Here is a rectangle made from squares. What do you notice? What do you wonder?

What are the dimensions of each square? The shape was built outwards, starting with the smallest squares. What dimensions of square would we need to add next? Where would we add it?

In the picture below, three congruent rectangles have been made in different ways with red and blue bricks. The blue bricks are all arranged pointing up and down. The red bricks are arranged going across. If we stick to this rule where blue bricks point in one direction and reds in the other, how else could you make this rectangle?

You might like to explore longer rectangles – this is the same size rectangle as five blue bricks, but we could make rectangles from six, seven or even more blue bricks. The bigger the rectangle you start with, the more ways there are of making it from a mixture of reds and blues in this way. Is there a pattern?

Here are four shapes made out of Lego. Which one doesn’t belong?

Could you make other Lego shapes that belong in a group with some of these ones? Could you make other groups of Lego shapes? Could you make shapes that don’t belong in your groups?

Here is a pattern made from red and white bricks. What do you notice? What do you wonder? Can you figure out how the pattern might have been made? Can you figure out how the pattern might continue?

On Day 19 the challenge was to find all possible pentominoes – the shapes made from 5 squares. Spoilers below – go and try the task first if you want to have a go for yourself.

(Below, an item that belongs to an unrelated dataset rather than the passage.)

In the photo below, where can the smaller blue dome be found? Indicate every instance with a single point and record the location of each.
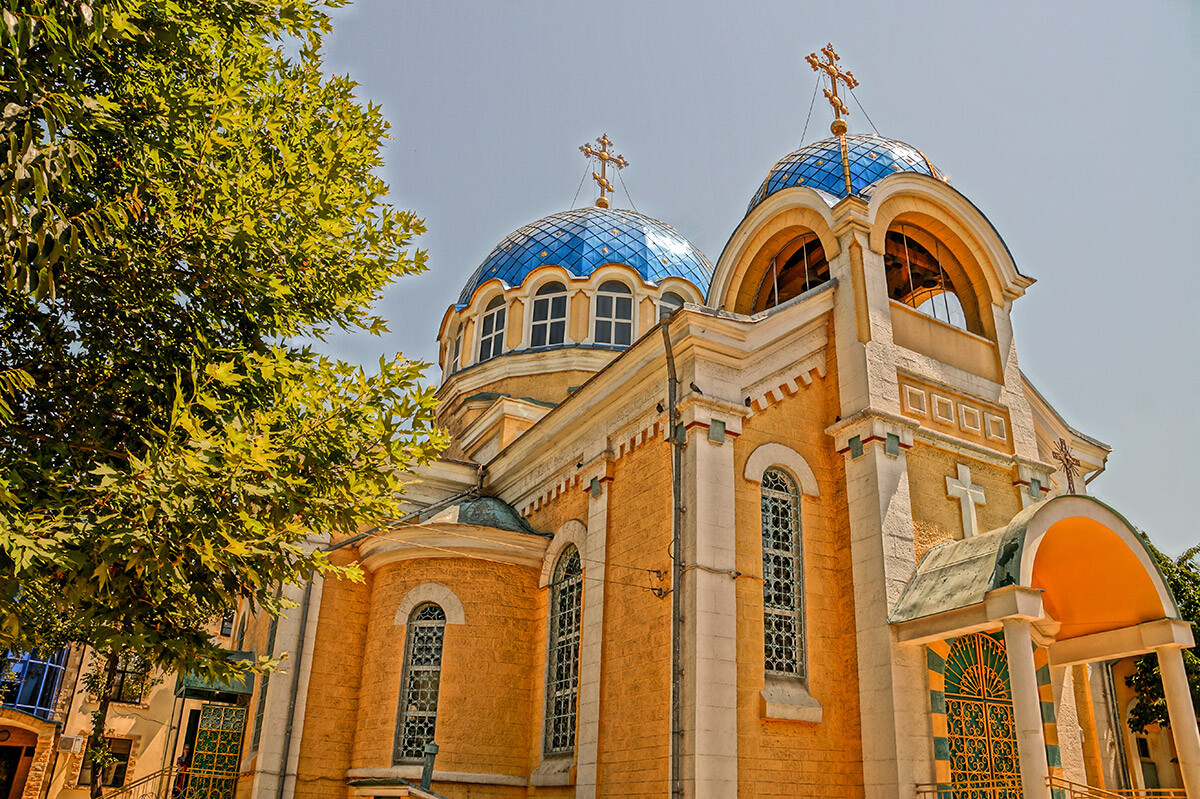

Here are the twelve possible pentominoes, made out of lego. Some of them have been fitted together to make an enlargement of one of the pentominoes.

Can you make your own set of pentominoes? Can you make enlargements of any of the other shapes? Can you make a rectangle that uses all the pentominoes?

Here is a large square of Lego bricks. What do you notice? What do you wonder?

Can you see any smaller squares in the large square? Can you see any half-squares? If this was the fourth pattern in a sequence, what might the fifth one look like?

Here are two shapes made from Lego. What’s the same? What’s different?

Both shapes use 20 red bricks to make the border. What other shapes can you make with a border made from 20 red bricks? How many yellow bricks would you need to fill in the interior of your shapes?